2012-05-25 22:48:48

by Daniel Santos

[permalink] [raw]
Subject: Generic Red-Black Trees (status update)

For anybody that's keeping up with this, I've gone through multiple
iterations and tests with 9 different gcc versions and concluded that
the search, insert & remove cores need to be coded in rbtree.h, using
the traditional interface (i.e., passing struct rb_node & rb_root
pointers instead of pointers to your specific object types). The reason
is that gcc can't handle the cool fully-generic code until 4.6. In gcc
4.5.x, optimization completely breaks expanding the inline functions
into huge bloated monsters.
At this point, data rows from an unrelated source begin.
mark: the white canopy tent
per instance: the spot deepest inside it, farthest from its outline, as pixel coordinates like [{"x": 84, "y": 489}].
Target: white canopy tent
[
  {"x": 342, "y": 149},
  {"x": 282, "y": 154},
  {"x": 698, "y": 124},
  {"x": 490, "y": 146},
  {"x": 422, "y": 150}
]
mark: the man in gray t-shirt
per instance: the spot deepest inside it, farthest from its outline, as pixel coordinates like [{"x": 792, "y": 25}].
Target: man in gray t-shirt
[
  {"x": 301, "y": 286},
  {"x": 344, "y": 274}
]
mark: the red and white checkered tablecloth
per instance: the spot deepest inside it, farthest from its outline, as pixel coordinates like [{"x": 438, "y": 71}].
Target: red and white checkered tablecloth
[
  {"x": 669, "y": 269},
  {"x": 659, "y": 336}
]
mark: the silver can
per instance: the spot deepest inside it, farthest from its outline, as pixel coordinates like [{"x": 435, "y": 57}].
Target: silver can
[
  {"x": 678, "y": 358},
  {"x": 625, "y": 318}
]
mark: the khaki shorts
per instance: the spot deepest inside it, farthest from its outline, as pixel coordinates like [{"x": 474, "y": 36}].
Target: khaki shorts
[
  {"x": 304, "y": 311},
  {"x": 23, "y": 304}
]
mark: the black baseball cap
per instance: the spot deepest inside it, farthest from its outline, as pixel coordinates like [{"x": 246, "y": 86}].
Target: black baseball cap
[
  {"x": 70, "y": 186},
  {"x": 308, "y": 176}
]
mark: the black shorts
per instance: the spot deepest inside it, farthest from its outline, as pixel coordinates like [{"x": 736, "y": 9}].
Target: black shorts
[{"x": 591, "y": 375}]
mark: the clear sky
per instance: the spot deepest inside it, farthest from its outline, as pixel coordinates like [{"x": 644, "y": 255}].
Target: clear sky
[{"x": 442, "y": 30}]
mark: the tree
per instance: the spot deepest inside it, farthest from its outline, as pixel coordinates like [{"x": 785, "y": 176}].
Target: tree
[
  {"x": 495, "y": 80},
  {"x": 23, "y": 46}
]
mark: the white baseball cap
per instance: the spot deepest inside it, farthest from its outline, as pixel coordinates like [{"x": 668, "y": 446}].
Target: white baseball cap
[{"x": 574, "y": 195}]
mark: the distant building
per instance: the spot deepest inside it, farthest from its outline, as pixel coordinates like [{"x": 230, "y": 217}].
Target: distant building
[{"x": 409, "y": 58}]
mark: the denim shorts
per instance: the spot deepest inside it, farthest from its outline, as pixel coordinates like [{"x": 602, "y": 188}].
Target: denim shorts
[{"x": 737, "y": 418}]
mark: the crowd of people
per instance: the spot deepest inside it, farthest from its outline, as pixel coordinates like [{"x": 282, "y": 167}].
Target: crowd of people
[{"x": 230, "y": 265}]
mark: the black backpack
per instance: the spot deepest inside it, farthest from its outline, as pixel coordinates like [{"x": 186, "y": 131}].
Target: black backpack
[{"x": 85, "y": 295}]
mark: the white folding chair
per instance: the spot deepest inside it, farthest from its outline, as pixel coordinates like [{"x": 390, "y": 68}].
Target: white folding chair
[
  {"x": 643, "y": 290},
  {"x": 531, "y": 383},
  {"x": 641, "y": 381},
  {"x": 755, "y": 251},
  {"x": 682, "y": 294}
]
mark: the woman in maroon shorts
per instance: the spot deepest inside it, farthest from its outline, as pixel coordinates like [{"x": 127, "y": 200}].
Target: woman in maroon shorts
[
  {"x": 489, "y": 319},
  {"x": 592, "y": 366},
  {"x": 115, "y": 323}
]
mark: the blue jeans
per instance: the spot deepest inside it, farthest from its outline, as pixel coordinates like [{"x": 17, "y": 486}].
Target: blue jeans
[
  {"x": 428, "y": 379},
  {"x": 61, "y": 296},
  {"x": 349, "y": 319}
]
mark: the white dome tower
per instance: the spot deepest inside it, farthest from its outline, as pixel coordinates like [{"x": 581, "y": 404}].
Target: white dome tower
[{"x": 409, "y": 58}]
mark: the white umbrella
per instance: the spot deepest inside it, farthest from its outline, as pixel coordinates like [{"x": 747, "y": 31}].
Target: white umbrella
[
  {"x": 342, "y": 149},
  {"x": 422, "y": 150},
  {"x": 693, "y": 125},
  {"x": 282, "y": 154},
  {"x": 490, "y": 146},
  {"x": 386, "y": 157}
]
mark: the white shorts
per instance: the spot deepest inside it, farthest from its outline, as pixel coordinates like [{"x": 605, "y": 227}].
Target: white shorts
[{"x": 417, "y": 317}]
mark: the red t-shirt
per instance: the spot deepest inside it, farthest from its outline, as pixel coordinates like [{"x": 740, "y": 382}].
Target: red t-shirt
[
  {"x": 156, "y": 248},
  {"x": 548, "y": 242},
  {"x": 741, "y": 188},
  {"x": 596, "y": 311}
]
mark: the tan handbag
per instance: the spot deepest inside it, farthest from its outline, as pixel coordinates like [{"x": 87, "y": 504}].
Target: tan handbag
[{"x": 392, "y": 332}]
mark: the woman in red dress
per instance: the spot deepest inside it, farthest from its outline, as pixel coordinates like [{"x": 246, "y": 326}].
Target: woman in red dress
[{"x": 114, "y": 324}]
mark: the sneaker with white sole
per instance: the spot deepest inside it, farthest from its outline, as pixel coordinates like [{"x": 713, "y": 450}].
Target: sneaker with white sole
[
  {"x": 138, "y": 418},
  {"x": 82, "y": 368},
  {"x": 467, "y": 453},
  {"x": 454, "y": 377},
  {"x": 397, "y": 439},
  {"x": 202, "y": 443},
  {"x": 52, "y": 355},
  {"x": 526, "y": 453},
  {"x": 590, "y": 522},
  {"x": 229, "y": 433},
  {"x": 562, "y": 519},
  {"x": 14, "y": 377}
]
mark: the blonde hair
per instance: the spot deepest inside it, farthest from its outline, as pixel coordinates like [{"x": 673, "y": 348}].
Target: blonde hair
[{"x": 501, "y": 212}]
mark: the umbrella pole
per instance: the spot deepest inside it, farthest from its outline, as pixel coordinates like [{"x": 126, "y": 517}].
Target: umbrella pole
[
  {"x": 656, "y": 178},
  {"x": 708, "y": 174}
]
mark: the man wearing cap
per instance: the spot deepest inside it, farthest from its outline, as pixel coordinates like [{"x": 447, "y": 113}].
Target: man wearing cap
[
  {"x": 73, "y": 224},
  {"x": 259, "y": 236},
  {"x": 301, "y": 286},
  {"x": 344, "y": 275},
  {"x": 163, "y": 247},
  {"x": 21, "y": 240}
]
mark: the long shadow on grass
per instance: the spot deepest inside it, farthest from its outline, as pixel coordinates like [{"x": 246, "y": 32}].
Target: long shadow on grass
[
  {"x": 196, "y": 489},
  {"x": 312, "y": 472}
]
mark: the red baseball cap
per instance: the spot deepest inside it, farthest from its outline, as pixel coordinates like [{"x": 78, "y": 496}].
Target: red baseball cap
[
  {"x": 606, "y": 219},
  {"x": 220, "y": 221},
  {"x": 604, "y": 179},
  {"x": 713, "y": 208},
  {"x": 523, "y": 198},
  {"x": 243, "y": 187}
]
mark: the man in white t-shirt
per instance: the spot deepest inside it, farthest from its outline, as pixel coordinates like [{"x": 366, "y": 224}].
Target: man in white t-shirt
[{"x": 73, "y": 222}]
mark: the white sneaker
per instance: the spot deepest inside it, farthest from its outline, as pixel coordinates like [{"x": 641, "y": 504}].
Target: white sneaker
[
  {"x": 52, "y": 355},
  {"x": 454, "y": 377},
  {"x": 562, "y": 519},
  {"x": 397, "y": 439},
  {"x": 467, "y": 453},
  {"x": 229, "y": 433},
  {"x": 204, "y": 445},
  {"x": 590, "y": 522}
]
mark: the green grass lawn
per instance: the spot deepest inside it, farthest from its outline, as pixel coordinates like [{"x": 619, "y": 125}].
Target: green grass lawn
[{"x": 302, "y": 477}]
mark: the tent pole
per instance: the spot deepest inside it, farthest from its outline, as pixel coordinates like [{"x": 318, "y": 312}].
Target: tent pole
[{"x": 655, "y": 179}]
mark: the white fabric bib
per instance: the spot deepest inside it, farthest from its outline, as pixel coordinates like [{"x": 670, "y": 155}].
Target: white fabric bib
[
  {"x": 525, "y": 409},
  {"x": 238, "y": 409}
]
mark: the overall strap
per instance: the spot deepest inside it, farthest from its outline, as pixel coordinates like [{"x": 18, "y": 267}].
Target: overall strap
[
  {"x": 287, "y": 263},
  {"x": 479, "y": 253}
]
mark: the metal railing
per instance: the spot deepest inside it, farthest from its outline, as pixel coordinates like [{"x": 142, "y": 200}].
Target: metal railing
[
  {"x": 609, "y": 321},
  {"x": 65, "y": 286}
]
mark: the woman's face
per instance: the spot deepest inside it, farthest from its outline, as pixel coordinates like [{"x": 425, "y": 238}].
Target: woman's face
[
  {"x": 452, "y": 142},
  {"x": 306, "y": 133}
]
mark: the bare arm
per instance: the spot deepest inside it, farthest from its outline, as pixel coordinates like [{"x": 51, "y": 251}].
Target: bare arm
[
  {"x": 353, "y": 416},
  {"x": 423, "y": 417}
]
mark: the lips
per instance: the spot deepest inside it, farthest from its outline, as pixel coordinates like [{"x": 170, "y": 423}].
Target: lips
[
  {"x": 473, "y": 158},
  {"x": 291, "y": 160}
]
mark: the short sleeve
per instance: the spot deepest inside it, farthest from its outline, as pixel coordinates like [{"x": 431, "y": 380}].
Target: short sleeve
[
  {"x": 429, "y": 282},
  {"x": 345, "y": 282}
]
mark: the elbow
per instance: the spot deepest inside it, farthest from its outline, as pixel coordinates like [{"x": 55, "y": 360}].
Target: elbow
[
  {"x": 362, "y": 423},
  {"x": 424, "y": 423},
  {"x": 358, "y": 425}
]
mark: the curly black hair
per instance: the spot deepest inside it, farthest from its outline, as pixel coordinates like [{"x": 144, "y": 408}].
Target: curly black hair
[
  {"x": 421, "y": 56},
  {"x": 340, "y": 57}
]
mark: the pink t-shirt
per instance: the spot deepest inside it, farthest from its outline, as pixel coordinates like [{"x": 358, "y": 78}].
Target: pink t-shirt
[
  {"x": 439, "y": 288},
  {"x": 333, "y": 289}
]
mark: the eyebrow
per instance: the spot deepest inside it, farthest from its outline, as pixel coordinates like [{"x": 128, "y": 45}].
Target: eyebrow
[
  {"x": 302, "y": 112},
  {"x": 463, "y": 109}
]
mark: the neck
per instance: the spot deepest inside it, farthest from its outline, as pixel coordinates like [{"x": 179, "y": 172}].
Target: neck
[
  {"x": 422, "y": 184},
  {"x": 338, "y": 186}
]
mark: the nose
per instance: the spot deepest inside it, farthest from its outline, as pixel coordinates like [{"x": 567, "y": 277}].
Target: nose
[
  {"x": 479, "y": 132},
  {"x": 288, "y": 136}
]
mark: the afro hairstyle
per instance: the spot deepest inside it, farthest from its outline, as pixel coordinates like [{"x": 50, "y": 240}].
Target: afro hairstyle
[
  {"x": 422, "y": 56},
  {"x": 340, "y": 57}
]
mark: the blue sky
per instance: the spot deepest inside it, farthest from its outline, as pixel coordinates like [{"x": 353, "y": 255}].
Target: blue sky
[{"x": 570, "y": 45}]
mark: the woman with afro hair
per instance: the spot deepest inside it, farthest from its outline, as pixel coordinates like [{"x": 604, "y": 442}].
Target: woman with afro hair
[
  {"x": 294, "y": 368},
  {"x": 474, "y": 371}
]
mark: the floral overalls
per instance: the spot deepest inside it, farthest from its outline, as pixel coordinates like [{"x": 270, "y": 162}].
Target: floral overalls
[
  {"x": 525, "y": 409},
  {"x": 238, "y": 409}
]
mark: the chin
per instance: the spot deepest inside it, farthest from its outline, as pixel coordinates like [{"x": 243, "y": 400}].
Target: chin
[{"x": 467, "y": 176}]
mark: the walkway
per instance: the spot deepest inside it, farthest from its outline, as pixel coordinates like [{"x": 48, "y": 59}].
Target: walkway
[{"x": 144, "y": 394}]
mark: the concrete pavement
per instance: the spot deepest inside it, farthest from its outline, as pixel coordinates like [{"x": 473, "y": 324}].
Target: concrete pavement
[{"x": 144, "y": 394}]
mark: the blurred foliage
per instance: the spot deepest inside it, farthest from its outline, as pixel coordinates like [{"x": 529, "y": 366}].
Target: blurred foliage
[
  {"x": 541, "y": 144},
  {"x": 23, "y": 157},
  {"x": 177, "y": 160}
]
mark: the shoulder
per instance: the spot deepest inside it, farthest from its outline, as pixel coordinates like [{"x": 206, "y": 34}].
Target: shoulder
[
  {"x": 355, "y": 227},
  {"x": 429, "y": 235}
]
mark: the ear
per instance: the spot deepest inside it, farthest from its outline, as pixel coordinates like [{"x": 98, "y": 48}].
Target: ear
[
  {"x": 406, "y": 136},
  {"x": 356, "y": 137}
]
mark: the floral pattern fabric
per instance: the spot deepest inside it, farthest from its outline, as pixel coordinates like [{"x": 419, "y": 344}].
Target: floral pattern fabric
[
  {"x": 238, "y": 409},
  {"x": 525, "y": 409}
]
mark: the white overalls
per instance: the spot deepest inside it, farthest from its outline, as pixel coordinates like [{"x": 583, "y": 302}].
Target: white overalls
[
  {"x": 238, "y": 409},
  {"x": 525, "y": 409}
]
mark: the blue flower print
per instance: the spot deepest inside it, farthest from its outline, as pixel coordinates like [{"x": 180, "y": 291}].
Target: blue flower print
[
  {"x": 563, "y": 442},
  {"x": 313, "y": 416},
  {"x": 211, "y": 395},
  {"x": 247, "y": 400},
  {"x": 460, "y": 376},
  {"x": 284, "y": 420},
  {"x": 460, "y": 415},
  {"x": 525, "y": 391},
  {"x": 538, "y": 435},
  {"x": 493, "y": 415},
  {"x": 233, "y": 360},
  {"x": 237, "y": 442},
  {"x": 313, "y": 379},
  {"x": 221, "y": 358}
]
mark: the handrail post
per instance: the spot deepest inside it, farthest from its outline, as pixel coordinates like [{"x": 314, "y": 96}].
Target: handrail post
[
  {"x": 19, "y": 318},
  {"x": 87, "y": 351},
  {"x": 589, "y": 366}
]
Also, while I'm re-coding it all, I'm
adding find_near & insert_near, for more efficient insertion & retrieval
when you already have a node that should be close to the one you want
(which is often the case when inserting many objects at once).

So after I'm done with this, I'll start on a new header file (grbtree.h
probably) using the "grb_" prefix for it's functions that implements the
gcc 4.6.x+ fully generic & type safe interface, but using cute
pre-processor tricks for pre-4.6.x compatibility (basically, something
to consider using once gcc 4.6+ is more widely used).

Daniel


2012-05-25 23:02:43

by Andi Kleen

[permalink] [raw]
Subject: Re: Generic Red-Black Trees (status update)

Daniel Santos <[email protected]> writes:

> For anybody that's keeping up with this, I've gone through multiple
> iterations and tests with 9 different gcc versions and concluded that
> the search, insert & remove cores need to be coded in rbtree.h, using
> the traditional interface (i.e., passing struct rb_node & rb_root
> pointers instead of pointers to your specific object types). The reason
> is that gcc can't handle the cool fully-generic code until 4.6. In gcc
> 4.5.x, optimization completely breaks expanding the inline functions

Can you post details?

> into huge bloated monsters. Also, while I'm re-coding it all, I'm
> adding find_near & insert_near, for more efficient insertion & retrieval
> when you already have a node that should be close to the one you want
> (which is often the case when inserting many objects at once).
>
> So after I'm done with this, I'll start on a new header file (grbtree.h
> probably) using the "grb_" prefix for it's functions that implements the
> gcc 4.6.x+ fully generic & type safe interface, but using cute
> pre-processor tricks for pre-4.6.x compatibility (basically, something
> to consider using once gcc 4.6+ is more widely used).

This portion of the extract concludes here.